Scott Pruett would like to forget what happened to him in the Long Beach Grand Prix, but he will never forget what happened to him later that week.
Pruett, three days after driving the Truesports Indy car on the streets of Long Beach, was at the controls of the USS Birmingham, a 688 class U.S. Navy nuclear attack submarine in deep-water maneuvers off the shores of Hawaii.
"It was an amazing experience, an amazing piece of equipment," Pruett said of his six-hour adventure. "The biggest thing for me was that I couldn't see where I was going. I'm used to driving where I can see. In the sub, you drive by gauges and sonar with a sophisticated tracking system that lets you know what's going on."
Pruett took the sub through a variety of tactical moves, including diving, left-hand banks, right-hand banks, some at half speed, some at flank speed.

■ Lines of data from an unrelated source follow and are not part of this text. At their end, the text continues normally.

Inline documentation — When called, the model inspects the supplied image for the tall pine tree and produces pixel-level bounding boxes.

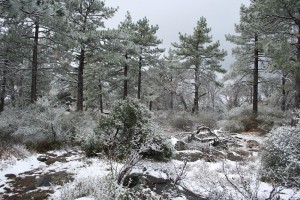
[62,0,116,111]
[173,17,226,113]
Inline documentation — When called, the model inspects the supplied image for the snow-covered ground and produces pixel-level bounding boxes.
[0,134,299,200]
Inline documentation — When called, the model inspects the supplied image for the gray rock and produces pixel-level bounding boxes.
[246,140,260,149]
[227,152,244,162]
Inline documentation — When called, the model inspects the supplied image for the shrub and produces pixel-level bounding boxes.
[170,112,194,131]
[90,98,172,161]
[169,110,219,131]
[196,111,219,129]
[261,123,300,187]
[0,95,85,152]
[219,105,288,133]
[140,134,173,161]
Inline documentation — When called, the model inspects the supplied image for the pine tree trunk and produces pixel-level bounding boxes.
[77,48,85,111]
[295,23,300,109]
[31,19,39,103]
[10,79,15,107]
[0,60,7,113]
[137,55,142,99]
[170,74,174,109]
[170,91,174,110]
[98,80,103,113]
[281,75,286,111]
[192,65,200,113]
[123,54,128,100]
[253,35,259,115]
[149,101,153,111]
[180,94,188,110]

"I got a kick out of looking through the periscope, too, because then I could see where I was going. They also let me fire off a water slug in a simulated torpedo launch," he said. "It was like being in 'The Hunt for Red October.'
"The most excitement was when they did an emergency blow and we shot up top like a cork. One minute we were about 400 feet underwater, and before I knew it we're back on the surface. I was just an innocent bystander for that, but it was wild. It had the same feeling as being in a steep climb in an airplane."

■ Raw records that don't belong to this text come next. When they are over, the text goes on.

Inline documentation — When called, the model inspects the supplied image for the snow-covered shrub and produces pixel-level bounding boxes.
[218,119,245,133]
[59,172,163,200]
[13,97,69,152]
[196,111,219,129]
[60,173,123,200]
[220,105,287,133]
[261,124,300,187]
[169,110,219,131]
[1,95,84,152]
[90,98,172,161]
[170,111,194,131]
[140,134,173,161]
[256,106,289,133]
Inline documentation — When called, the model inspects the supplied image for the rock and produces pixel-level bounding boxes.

Pruett drives at speeds of 230 m.p.h. in his Chevy-powered Indy car compared to the 20-plus knots of the Birmingham, but he found many similarities between the 1,550-pound race car and the 6,900-ton submarine.

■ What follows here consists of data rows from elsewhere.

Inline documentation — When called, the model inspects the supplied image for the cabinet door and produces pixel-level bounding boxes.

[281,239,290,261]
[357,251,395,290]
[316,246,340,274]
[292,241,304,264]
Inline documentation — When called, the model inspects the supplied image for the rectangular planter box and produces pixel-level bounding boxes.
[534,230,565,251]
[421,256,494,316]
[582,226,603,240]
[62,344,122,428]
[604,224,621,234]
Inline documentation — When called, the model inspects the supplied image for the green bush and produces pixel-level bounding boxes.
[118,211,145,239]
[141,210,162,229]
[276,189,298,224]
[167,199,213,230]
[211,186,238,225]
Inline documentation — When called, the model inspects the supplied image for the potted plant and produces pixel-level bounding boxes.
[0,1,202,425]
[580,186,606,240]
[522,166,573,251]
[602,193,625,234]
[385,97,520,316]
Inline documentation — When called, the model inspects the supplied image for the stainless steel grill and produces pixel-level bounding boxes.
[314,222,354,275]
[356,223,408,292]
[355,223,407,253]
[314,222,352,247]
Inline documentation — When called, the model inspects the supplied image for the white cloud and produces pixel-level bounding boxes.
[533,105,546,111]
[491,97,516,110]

"I don't really know how fast we were going because all they'll say is the speed is 'something over 20 knots (23 m.p.h.)' but both the race car and the sub are extremely sophisticated machines built for speed and durability. I had a lot more room on the sub than in a cramped race car, but they made me wear a seat belt just the same.
"One thing that impressed me was the teamwork on the crew. They have 139 crew members and they worked together like a clock. The relationship between the captain (Commander J. B. Cassias) and the crew is a lot like the crew chief (Dennis Swan) and the mechanics on my Truesports team."
The offer to be aboard the submarine came about after Pruett, Danny Sullivan and TV announcer Paul Page entertained troops last year aboard the USS Roosevelt, an aircraft carrier, in the Mediterranean Sea.
"Paul kept in contact with the Navy and told them we'd like to try a submarine and the first thing I knew the deal was put together for me to go. Paul had to miss out because of an assignment."
For his part, Pruett spoke to the crew and signed autographs when the sub was above water.
"It was an unforgettable experience, but right now all I can think about is getting started for the 500 at Indianapolis. I hope we used up our quota of bad luck at Long Beach."
Pruett had the quickest times in morning practice at Long Beach before qualifying and was temporarily on the pole before his engine blew. He still qualified third, behind Michael Andretti and Sullivan, but during pre-race practice Sunday morning he lost his brakes and crashed hard into a barricade of tires.
It was frighteningly similar to the accident he had two years ago at West Palm Beach, Fla., where brake failure led to a crash that crippled him so severely that he missed a year of racing while undergoing rehabilitation.
This time Pruett was not injured, but the car was demolished. The crew hastily prepared the team's backup car--which had not turned a wheel all week--for the race. Pruett finished ninth, three laps behind winner Sullivan.
"It was a terrible weekend, but we were encouraged by the performance of the car in looking forward to Indy. "
Pruett will take his first laps at Indianapolis on Sunday. Practice officially opens Saturday for the May 24 race, but Pruett will be in Talladega, Ala., for an International Race of Champions.
STOCK CARS--Sportsman cars of the NASCAR Winston Racing Series return to Saugus Speedway Saturday night along with street and hobby stocks. . . . Orange Show Speedway will also feature sportsman cars Saturday night. Modified ponies and bombers also are on the card. . . . Cajon Speedway champion Ron Brown will go for his second consecutive victory in Grand American modifieds Saturday night at El Cajon. . . . Late models and dirt cars will race Saturday night at Santa Maria Speedway. . . . Imperial Raceway in El Centro continues its open competition racing Saturday night.
MIDGETS--Final race of the ESPN Saturday Night Thunder series at Ventura Raceway is this week. Main events are scheduled for both United States Auto Club midgets and three-quarter midgets.